How long does this kimchi coleslaw keep in the fridge?
It’s best eaten straight away because the lime juice starts to dull the coriander’s colour after a few hours. The flavour holds up fine overnight in a sealed container, but the slaw loses its bright green look by the next day.
If you know you’re making it ahead, hold back the coriander, lime juice and sesame seeds. Shred and scrunch the cabbage, radish and onion with the chillies, ginger, sesame oil and salt, then refrigerate. Add the fresh bits and seeds just before serving so the slaw looks and tastes like you just made it.
How is this different from regular coleslaw?

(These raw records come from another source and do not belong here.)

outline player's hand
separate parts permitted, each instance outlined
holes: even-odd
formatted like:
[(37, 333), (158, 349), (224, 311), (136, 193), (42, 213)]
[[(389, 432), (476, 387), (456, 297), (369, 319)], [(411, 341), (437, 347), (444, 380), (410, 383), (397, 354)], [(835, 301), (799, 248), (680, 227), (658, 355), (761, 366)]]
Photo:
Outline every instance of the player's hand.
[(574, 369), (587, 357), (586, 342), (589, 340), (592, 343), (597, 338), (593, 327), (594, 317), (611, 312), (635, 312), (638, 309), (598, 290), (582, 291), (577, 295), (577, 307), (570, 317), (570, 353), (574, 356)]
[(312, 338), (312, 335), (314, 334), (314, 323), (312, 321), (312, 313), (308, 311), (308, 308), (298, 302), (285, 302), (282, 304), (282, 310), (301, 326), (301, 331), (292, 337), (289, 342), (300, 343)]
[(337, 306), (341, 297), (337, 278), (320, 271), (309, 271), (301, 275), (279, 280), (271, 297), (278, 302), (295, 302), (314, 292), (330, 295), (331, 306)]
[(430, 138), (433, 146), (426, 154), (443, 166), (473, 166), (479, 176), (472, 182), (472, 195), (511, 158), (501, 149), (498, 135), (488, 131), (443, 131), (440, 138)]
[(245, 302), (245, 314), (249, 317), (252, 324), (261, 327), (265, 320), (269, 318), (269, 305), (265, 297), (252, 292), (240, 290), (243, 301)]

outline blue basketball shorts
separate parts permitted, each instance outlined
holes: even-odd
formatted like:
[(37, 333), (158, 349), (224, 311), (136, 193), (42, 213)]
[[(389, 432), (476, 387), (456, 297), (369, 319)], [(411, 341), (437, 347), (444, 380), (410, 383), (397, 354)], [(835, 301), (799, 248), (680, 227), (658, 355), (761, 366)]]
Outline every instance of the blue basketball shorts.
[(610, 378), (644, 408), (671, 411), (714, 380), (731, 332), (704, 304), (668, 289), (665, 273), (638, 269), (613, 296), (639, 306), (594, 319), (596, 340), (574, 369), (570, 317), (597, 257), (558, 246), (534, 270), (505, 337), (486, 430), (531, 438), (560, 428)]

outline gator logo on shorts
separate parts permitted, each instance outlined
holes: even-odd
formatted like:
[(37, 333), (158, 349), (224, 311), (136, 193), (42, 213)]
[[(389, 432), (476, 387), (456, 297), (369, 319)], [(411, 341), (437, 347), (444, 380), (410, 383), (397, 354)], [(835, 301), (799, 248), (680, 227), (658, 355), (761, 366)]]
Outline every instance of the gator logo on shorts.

Traditional British coleslaw is white cabbage, carrot and onion in a heavy mayonnaise dressing. Oliver’s version drops the mayo entirely and uses sesame oil, lime and chilli instead. There’s no carrot either, and radishes replace it as the crunchy contrast.
The flavour profile is completely different. Regular coleslaw is creamy and mild. This is sharp, spicy and aromatic, with the sesame and ginger doing the heavy lifting. It’s also much lighter at 95 calories per serving, while a mayo slaw can easily hit 200 or more.